Alexandra Carrasco – Ecrivaine

Maurange Anne

Anne Maurange est illustratrice. Ses dessins de presse ont été publiés depuis plus de vingt ans dans par de nombreux journaux et magazines pour lesquels elle croque avec humour l'évolution de notre société.
Partageant son temps entre l’effervescence de Paris et la campagne de la Suisse normande, ses recherches sont également celles d’une plasticienne qui ne cesse de s’interroger sur le rapport de l’homme à son environnement.
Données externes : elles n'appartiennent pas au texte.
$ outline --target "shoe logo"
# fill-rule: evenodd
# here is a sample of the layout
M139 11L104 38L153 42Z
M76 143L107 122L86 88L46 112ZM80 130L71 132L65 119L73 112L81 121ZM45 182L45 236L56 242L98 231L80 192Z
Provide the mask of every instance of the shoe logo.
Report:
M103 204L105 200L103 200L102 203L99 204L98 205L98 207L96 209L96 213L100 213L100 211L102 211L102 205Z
Né de sa passion pour la marche, ce questionnement s’exprime à travers dessins, videos et installations, qu’elle présente dans des expositions régulières, seule, ou en collaboration avec d’autres
artistes.  En 2019, l’exposition « Le chant des méandres » a été l’aboutissement de plusieurs mois de travail sur le rapport « Pays / Paysage », mené dans le secteur des gorges de l’Orne, en duo avec la céramiste Valeria Polsinelli.

Parrot-Lagarenne Joêl-Phillipe

EXPOSITIONS Portraits de chaussures / Histoires de pieds
Musée de Roman (2010)
Keramjk Symposium 2010 (Gmunden, Autriche)
Résidence d'artiste
Biennale de Vallauris 2010
Anima Animalia
Biennale de la Céramique 2009
Musée de Châteauroux
Pièce exposée achetée par le musée
Sungkok Art Museum, Séoul, Corée (2009)
Portraits de chaussures / Histoires de pieds
Thailand Design & Creative Center, Bangkok, Thailande (2009)
En plein vue, French artists in New-York
Contemporary Art Network, USA

Vignal Anne

Anne Vignal, artiste française née à Paris en 1964, est issue d’une famille d’artistes: ses grands parents sont peintres, son père est architecte et sculpteur. Elle est formée auprès du peintre Jean Leduc et à l’Ecole nationale Supérieure des Beaux-Arts de Paris. Depuis 1990, Anne Vignal expose régulièrement en France (galerie du Haut Pavé, galerie Berthet Aittouares, galerie Tristan, Centre d’Art le Carmel, Tarbes, Jardin des Invalides, Château de Laréole..., ) et à l’étranger (galerie Kwai, Hong Kong, Corée, galerie Esma Alger, galerie Blom Hollande, Kaust University Arabie Saoudite, le Caire, Egypte...). Elle réalise des installations monumentales dans l’espace public (Dreux, Chapelle de l’Hotel Dieu - Paris, Jardin des invalides...) Ses oeuvres figurent parmi différentes collections publiques et privées (Fondation Colas, Fondation Daniel et Florence guerlain, Ville de Tarbes...) Son travail a fait l’objet de plusieurs catalogues monographiques.Elle collabore régulièrement avec des architectes pour des projets dans la cité. Elle a produit une œuvre, un festin de couleurs, qui est aussi un festin du vivant.